Sr. Grand Master Joon P. Choi was hosting the World Martial Arts Expo and Asian Culture Fair in the late 1990s when he received a phone call from Robert Blakeman, who was a student of his in the early 1970s. During their conversation, Blakeman revealed that he had been collecting memorabilia on Bruce Lee for a long time, including several pictures, posters, books, videos and personal writings from the late film star.

GM Choi was intrigued and asked Blakeman to participate in his event and display some of the collection. Blakeman did so for two years. But with the dawn of a new millennium, Blakeman became ill and wasn't heard from. GM Choi investigated and found out that Blakeman had passed away on July 11, 2001. He was 45.

Then Blakeman's partner, Mickey Prince, agreed to display the collection at GM Choi's event. But that arrangement took place for only one year. Prince died January 26, 2002. He was 37. However, it didn't take long to determine what was to become of the collection. Blakeman and Prince had prepared a will with instructions to turn the collection over to GM Choi, who was asked to exhibit it in an effort to preserve the movie star's memories.
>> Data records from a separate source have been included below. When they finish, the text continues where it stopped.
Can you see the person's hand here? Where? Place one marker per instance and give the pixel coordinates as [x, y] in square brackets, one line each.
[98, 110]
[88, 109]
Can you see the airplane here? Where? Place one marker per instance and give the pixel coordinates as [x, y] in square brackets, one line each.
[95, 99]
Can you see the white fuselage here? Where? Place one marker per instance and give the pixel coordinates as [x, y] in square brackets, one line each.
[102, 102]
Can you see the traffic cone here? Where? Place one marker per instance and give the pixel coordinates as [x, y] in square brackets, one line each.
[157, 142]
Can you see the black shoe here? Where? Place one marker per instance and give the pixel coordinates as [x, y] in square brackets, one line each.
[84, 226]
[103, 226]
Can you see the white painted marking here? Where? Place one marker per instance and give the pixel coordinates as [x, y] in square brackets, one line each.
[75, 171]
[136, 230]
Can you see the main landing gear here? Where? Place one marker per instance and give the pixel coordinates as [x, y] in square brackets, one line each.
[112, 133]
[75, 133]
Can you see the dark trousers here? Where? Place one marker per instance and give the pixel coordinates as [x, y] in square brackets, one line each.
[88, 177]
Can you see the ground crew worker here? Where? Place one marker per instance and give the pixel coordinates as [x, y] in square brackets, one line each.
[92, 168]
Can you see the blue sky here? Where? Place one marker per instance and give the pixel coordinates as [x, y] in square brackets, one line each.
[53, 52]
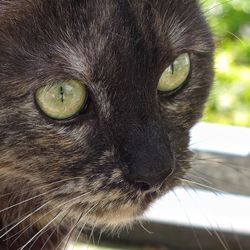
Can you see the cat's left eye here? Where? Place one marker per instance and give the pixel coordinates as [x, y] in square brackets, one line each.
[62, 100]
[175, 75]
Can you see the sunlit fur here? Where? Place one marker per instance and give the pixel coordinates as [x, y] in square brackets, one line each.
[59, 176]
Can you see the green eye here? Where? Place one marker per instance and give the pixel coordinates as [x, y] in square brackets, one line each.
[61, 100]
[176, 74]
GM Choi has ensured that the collection has been displayed at several events, staffed by students who eagerly explain its journey and significance. The collection has more than 5,000 pieces and is recognized as one of the largest in the world. The pieces are housed at the headquarters of the Oriental Martial Arts College and the alliance, 1349 Brice Road in Reynoldsburg, Ohio, a suburb of Columbus. The general public is invited to view the collection. Admission is free, although donations are accepted.

In 2004, GM Choi and organizers for his annual Battle of Columbus World Martial Arts Games invited Bruce Lee's daughter, Shannon, to receive an award on the legend's behalf. Ted Wong, a top student of Bruce Lee's, also attended the ceremony. Today, GM Choi and the Bruce Lee Collection Committee are seeking to build a Legends of Martial Arts Hall of Fame. No time line has been set for the project, but organizers expect that Blakeman's collection will be the centerpiece.